The Taipei Golden Horse Film Festival drifted to a conclusion in midweek, with project awards presented on Wednesday, followed by Thursday’s festival closing events. These involved a screening of portmanteau film “Tales of Taipei” followed by a sit-down dinner-cum-ceremony with a breezy pair of speeches and no prizes.

The film fortnight then sprang to life again on Saturday evening when the 60th edition of the Golden Horse Film Awards represented a new climax. The winners were to be announced at a ceremony at the Sun Yat-sen Memorial Hall.

For decades the Golden Horse awards had been the most prestigious prize ceremony in the Chinese-language firmament. That high profile has been harder to maintain over the last couple of years, given that the mainland Chinese industry is under government instruction to boycott the event, following a pro-independence speech given by an award winner at the 2018 ceremony.

Parts of the Hong Kong industry have stayed away too.
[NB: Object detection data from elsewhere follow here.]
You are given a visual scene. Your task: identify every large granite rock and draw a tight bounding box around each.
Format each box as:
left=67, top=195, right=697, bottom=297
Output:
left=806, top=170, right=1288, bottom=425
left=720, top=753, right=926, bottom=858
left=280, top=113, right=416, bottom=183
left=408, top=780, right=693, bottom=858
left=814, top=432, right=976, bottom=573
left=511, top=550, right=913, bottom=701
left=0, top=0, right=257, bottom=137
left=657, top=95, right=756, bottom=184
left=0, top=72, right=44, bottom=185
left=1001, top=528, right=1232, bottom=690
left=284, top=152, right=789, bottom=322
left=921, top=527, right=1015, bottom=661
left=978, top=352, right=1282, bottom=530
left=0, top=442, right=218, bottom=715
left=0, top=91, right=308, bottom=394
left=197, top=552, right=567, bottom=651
Many Hong Kong film folks find themselves torn between the developing political and financial realities back home and Taiwan’s indie-spirited film industry, which more closely aligns with their own.

But, while politics lurk not far from the event, they do not dominate Taiwan entertainment either.

Unlike South Korea, another East Asian territory living in the shadow of a hostile nuclear-armed neighbor, and where films and TV series regularly delve into politics and recent history, Taiwan cinema struggles to be so direct and brash, and has more seldom tackled such narratives.

The festival’s Malaysian-Taiwanese opening film “Snow in Midsummer” has parallels with Hou Hsiao-hsien’s “City of Sadness” (one of the first films to probe Taiwan’s ‘White Terror’ era) in its examination of the anti-Chinese race riots in Kuala Lumpur that followed a 1969 election. With a presidential election in Taiwan some two months away, the allusions in “Snow” are obvious, but the film is ponderous and tangential.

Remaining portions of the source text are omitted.